Does the proposed program of research and capacity-building activities address an important problem or a critical barrier to progress in the field? Is there a strong scientific premise for the project? If the aims of the program are achieved, how will scientific knowledge, technical capability, and/or clinical practice be improved? How will successful completion of the aims change the concepts, methods, technologies, treatments, services, or preventative interventions that drive this field? Are the results of the proposed program (i.e., research and capacity building) likely to inform future attempts to scale up and improve mental health care and policy in other LMICs? Is the program focused on (a) conducting implementation research that increases the evidence base for scaling up mental health interventions, and (b) building capacity in LMICs to conduct implementation research and apply research to developing mental health policies and programs? Are the program goals important in the geographic region in which the Scale-Up Study and Capacity-Building component will take place? Will the Scale-Up Study and Capacity-Building component involve collaboration with appropriate LMIC government agencies and nongovernmental organizations? Are there coordination and synergy of the Scale-Up Study, Capacity-Building component, and Administrative Core towards the achievement of the overall program aims?
NIH encourages the use of common data elements (CDEs) in basic, clinical, and applied research, patient registries, and other human subject research to facilitate broader and more effective use of data and advance research across studies. CDEs are data elements that have been identified and defined for use in multiple data sets across different studies. Use of CDEs can facilitate data sharing and standardization to improve data quality and enable data integration from multiple studies and sources, including electronic health records. NIH ICs have identified CDEs for many clinical domains (e.g., neurological disease), types of studies (e.g., genome-wide association studies (GWAS)), types of outcomes (e.g., patient-reported outcomes), and patient registries (e.g., the Global Rare Diseases Patient Registry and Data Repository). NIH has established a “Common Data Element (CDE) Resource Portal" () to assist investigators in identifying NIH-supported CDEs when developing protocols, case report forms, and other instruments for data collection. The Portal provides guidance about and access to NIH-supported CDE initiatives and other tools and resources for the appropriate use of CDEs and data standards in NIH-funded research. Investigators are encouraged to consult the Portal and describe in their applications any use they will make of NIH-supported CDEs in their projects.

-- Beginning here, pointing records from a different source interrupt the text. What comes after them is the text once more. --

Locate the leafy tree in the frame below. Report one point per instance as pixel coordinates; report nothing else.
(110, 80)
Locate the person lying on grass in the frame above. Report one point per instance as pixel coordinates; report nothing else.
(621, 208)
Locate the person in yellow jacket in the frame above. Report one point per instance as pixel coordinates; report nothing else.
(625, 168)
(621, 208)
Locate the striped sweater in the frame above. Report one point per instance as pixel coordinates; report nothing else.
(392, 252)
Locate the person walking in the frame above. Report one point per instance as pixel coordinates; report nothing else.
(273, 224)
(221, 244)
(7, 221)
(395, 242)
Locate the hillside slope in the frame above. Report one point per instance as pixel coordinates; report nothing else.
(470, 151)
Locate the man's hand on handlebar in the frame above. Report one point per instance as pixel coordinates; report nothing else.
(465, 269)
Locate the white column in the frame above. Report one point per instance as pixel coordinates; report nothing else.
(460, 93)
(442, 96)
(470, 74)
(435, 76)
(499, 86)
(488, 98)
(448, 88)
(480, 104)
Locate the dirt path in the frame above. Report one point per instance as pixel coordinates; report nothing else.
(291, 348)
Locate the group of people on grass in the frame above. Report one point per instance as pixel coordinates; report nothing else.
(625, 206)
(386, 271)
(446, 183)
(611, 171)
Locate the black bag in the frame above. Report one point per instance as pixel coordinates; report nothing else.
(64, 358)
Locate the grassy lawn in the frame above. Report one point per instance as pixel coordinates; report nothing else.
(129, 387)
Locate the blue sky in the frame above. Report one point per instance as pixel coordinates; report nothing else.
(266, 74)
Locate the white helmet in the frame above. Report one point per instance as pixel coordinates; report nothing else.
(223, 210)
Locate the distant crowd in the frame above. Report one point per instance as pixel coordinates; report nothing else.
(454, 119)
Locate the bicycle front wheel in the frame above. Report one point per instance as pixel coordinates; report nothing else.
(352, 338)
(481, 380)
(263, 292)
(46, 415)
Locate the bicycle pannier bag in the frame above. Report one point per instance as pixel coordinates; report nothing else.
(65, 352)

Approach: The research Capacity-Building component is intended to (a) enhance the skills of LMIC researchers for conducting mental health implementation research, and (b) enhance LMIC policymakers' skill in using science to inform policy and program development. Applicants should describe the feasibility of the proposed Capacity-Building activities to achieve these ends, the advantages of any innovative features, and the potential pitfalls and alternative approaches.
Significance: Describe the role of the Capacity-Building component in achieving the overall long-term aim of closing the mental health treatment gap through development of regional capacity to conduct mental health care implementation research and to use science-based procedures and information in developing mental health programs and policies.